S. Fertility, Pentacle, for example, they're all going to have their own types of innovation funds, and they're going to make investments into the technologies in the early stages that they see will benefit their day to day care, you know, management. And so that, that's, I think, what's been lacking in the past, and we'll see that as a very, you know, important component of the future, you know, of care and IVF.

[00:58:41] Griffin Jones: You're not a lawyer, but I want you to speculate a bit because all of this begs the question of when we might start to see antitrust regulators come in. Do you know of, can you speak to any red flags of when, when they would come in and how likely it might be? 
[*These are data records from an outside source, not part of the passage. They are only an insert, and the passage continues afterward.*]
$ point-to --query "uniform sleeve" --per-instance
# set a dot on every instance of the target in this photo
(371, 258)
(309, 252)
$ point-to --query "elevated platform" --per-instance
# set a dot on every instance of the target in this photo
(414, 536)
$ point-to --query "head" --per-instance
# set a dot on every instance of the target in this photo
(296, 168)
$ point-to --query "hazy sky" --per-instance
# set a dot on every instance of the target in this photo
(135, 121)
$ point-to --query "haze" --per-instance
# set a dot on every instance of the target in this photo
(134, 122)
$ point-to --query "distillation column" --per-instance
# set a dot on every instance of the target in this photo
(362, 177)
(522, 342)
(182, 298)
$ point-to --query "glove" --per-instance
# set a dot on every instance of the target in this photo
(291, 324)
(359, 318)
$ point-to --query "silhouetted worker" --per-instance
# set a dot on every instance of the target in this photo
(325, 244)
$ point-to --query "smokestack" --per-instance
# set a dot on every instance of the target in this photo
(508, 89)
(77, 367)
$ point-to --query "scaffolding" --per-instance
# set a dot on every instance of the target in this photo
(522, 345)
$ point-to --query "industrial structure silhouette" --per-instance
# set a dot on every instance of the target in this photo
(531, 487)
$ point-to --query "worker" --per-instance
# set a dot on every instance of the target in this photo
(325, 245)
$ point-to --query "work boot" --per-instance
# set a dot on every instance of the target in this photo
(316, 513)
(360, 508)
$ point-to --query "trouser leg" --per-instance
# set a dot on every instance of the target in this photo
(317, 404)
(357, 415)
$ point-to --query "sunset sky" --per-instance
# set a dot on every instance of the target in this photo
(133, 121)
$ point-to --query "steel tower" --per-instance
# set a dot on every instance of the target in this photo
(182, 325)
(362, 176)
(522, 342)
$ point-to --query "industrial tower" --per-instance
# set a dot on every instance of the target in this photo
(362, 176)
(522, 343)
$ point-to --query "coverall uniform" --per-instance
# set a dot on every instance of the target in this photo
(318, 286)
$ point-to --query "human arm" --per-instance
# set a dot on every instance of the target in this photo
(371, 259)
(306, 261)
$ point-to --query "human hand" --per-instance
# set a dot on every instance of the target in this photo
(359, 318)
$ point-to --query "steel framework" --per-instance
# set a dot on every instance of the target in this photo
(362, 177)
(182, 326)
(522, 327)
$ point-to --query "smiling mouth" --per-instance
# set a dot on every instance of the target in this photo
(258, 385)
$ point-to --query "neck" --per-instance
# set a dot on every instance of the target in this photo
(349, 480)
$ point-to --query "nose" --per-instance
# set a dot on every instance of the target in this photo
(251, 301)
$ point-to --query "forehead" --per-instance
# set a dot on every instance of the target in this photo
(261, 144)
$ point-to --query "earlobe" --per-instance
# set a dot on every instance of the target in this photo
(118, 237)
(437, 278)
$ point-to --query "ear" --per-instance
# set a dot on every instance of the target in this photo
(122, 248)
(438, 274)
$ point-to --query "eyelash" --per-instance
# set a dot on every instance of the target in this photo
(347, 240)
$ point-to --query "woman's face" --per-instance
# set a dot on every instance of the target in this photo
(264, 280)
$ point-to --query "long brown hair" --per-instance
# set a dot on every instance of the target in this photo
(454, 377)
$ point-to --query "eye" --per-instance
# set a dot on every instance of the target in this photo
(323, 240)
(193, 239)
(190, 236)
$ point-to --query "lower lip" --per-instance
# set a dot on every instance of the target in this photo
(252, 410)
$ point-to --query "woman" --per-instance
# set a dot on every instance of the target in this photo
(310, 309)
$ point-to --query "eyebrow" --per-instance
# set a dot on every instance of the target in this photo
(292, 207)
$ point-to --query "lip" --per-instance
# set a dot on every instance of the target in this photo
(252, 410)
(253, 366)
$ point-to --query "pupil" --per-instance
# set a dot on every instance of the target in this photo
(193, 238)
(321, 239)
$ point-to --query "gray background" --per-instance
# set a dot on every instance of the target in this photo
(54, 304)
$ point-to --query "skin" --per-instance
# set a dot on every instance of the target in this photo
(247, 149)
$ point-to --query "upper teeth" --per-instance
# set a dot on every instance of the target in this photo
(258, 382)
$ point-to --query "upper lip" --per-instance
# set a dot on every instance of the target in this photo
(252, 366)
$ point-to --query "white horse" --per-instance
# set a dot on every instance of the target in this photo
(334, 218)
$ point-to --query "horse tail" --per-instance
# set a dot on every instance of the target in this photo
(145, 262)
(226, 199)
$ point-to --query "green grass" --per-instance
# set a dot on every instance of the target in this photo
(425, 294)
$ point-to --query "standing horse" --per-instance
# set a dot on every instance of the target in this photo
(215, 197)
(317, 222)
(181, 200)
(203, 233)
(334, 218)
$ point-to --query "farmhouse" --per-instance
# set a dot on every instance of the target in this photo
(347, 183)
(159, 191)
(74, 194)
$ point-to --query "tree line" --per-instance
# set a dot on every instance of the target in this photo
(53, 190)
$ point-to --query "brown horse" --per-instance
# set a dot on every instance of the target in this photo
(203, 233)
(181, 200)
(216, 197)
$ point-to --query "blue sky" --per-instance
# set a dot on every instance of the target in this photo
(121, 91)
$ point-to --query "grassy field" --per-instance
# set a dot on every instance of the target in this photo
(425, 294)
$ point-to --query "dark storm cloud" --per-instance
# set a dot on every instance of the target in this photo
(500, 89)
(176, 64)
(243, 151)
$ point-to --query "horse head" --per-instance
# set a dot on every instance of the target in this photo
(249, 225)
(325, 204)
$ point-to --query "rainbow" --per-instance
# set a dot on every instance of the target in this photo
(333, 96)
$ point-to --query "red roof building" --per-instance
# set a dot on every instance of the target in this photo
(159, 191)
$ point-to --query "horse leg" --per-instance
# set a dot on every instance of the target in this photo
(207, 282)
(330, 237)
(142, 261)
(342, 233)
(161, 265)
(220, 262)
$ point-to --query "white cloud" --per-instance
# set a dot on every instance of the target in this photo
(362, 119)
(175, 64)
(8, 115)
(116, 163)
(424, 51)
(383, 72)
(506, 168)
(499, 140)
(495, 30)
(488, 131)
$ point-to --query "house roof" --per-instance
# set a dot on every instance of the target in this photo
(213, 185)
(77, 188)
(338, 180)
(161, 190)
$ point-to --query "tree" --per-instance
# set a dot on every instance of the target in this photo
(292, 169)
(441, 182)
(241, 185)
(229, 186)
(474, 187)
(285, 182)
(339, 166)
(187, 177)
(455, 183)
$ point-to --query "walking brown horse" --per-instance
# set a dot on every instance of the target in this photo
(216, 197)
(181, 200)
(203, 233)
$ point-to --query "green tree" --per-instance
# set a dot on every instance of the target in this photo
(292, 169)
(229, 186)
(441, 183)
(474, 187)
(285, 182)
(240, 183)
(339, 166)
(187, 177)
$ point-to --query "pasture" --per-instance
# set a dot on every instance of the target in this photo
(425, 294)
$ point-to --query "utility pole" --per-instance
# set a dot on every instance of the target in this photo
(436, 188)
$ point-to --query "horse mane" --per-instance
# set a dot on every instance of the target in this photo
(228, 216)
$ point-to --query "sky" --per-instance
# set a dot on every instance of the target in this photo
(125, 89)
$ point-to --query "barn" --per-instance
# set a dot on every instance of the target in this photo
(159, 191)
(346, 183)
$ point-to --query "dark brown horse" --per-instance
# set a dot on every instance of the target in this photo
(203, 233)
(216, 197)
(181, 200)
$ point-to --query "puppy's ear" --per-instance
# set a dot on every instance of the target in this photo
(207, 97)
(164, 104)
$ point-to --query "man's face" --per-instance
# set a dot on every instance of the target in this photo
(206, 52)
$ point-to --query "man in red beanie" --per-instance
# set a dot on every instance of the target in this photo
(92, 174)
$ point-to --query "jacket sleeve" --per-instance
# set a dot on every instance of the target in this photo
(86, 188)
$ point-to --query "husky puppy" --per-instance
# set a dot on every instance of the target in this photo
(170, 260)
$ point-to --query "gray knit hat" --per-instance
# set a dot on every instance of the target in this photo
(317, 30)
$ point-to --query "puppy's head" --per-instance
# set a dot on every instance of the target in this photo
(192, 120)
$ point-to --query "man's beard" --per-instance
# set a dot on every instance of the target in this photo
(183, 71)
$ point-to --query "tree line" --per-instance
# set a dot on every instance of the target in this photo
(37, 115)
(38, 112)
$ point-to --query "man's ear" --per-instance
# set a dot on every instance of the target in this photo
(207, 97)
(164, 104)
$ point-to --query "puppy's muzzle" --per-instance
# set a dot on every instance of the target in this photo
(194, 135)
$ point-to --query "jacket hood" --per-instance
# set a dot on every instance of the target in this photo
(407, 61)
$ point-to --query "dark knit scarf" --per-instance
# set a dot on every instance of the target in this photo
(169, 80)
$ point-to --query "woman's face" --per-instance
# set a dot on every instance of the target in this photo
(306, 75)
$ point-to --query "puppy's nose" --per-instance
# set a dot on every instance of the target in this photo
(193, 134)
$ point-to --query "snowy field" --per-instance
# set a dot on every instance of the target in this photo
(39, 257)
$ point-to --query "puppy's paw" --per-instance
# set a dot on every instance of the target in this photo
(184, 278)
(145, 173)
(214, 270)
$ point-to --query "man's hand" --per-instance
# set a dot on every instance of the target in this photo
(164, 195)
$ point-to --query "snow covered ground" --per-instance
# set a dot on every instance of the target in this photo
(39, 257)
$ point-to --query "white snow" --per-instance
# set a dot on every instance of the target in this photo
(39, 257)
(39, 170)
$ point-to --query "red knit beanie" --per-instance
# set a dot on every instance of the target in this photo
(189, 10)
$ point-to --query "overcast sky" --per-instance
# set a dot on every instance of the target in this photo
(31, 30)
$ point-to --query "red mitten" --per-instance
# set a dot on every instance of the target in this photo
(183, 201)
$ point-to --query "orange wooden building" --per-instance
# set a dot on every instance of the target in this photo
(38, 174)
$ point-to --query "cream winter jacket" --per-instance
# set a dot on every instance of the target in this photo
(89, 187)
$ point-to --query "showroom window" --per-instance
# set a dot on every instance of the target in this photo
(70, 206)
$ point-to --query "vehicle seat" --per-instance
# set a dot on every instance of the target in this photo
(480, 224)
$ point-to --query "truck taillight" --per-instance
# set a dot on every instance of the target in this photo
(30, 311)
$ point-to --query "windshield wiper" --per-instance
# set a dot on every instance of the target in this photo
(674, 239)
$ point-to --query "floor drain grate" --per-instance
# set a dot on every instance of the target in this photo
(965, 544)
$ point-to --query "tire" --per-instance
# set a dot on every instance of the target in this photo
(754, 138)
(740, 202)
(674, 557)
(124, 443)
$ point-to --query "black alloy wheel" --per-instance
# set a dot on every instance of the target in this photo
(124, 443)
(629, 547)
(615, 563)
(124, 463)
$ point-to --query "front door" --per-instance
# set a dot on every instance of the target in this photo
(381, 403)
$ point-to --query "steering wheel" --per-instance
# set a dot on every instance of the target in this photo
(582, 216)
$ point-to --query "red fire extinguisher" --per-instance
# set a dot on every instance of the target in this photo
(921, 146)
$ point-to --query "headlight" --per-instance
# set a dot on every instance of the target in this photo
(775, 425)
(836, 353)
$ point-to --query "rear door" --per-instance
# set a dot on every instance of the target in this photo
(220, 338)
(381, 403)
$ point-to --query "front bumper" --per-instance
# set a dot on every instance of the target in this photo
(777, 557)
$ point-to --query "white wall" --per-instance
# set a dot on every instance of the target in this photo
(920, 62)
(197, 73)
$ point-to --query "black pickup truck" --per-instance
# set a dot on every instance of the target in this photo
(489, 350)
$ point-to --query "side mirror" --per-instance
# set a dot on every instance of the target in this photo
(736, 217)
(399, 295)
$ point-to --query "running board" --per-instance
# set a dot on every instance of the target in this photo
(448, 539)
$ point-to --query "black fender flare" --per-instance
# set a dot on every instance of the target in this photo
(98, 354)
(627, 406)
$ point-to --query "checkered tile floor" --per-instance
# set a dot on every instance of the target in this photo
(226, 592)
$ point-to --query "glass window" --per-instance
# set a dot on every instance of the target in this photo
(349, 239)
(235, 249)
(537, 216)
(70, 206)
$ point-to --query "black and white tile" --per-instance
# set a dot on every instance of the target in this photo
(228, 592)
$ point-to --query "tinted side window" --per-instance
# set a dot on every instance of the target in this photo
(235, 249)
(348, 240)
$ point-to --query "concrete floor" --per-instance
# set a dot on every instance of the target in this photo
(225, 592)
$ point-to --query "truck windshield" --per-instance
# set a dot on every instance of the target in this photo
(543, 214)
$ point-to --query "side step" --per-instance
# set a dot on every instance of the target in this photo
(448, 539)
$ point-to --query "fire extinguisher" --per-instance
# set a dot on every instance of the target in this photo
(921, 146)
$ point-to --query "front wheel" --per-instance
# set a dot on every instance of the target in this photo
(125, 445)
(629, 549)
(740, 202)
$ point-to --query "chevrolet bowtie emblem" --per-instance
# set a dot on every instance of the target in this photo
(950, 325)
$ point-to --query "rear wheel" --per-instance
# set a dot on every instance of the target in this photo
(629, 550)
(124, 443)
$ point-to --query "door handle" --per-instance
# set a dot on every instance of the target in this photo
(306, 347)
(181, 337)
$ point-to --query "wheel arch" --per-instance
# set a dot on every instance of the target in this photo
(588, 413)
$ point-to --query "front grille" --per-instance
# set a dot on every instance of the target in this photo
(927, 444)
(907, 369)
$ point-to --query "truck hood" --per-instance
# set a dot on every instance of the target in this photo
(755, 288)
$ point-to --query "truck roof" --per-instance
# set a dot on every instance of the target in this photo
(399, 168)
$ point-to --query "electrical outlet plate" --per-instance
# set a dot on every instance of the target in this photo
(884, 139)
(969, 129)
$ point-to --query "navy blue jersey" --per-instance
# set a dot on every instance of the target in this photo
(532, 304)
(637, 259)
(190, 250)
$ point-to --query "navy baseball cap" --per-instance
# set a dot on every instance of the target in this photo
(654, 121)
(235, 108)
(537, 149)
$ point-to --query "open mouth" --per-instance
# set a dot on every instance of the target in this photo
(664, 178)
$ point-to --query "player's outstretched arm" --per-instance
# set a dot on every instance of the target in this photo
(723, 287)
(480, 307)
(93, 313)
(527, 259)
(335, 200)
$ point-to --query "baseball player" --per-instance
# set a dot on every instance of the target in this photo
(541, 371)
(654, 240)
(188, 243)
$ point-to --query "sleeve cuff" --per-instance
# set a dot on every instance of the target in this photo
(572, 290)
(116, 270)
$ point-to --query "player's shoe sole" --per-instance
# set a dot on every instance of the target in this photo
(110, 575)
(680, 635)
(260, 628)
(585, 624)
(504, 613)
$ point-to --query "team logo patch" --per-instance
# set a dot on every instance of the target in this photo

[00:58:56] Louis Villalba: Yeah. So look, I think that we saw our first signal of antitrust in this space when Cooper, you know, was focused on acquiring the assets of Cook for the women's health business.

And antitrust, you know, obviously, as they mentioned in their, in their public disclosures, they had some reviews that they had to, you know, they had to go through. They just made an announcement in their last quarterly hearings that they're no longer pursuing that, you know, that acquisition. So I think that that is the first signal in terms of we have the attention of the regulators in this space.

All right. And ones would argue that now, you know, over 50 percent of IVF cycles are now controlled by IVF networks. Okay. So we reached, let's say a milestone that, you know, people are going to start to pay attention in terms of the consolidation of clinics. You know, there, it does seem that there's general momentum in those directions.

So you know, I'm not going to, you know, speculate that I know anything more than that. I could point to Australia as an example. So Australia actually. As a competition authority got involved, I think close to seven years ago when they reached a 50 percent kind of milestone in their market comparably. And they basically, you know, have not allowed, let's say the big three to consolidate any more of the market to protect, you know, some independent, you know, offerings.

So I think it's, you know, we are starting as again, as young industry, we're starting to lobby a lot more. And I think we're starting to help, you know, a lot of edgy, you know, kind of. You know, different government officials understand the importance of reproductive health care. We obviously have declining fertility rates in this country and every major G7 country for that matter.

So the, you know, the importance of actually supporting reproductive health care can probably never be more important. All right. So what do we do with that as an industry and as a specialty in terms of how we, you know, utilize that momentum within Washington to support, you know, the continued expansion of this service.

[01:00:37] Griffin Jones: Lou, I didn't, I deliberately didn't even go too deeply into the, the five core pillars of the ancillary services, the safety and technology stores, own labs, the egg banks, the surrogacy services, because I want to have you back on. I wanted to use this episode as painting the picture of, of what's going on in vertical integration.

I would love to have you back on in the fall to go more deeply into these. And unlike the director of the hangover movies, my sequels are always better. Lou, Lou Villalba, current CEO of Tomorrow, and congratulations on that new post, by the way. Thank you so much for coming on the Inside Reproductive Health podcast.

[01:01:16] Louis Villalba: Thank you, Griffin. It's a joy to be with you and appreciate the kind remarks. Thanks very much.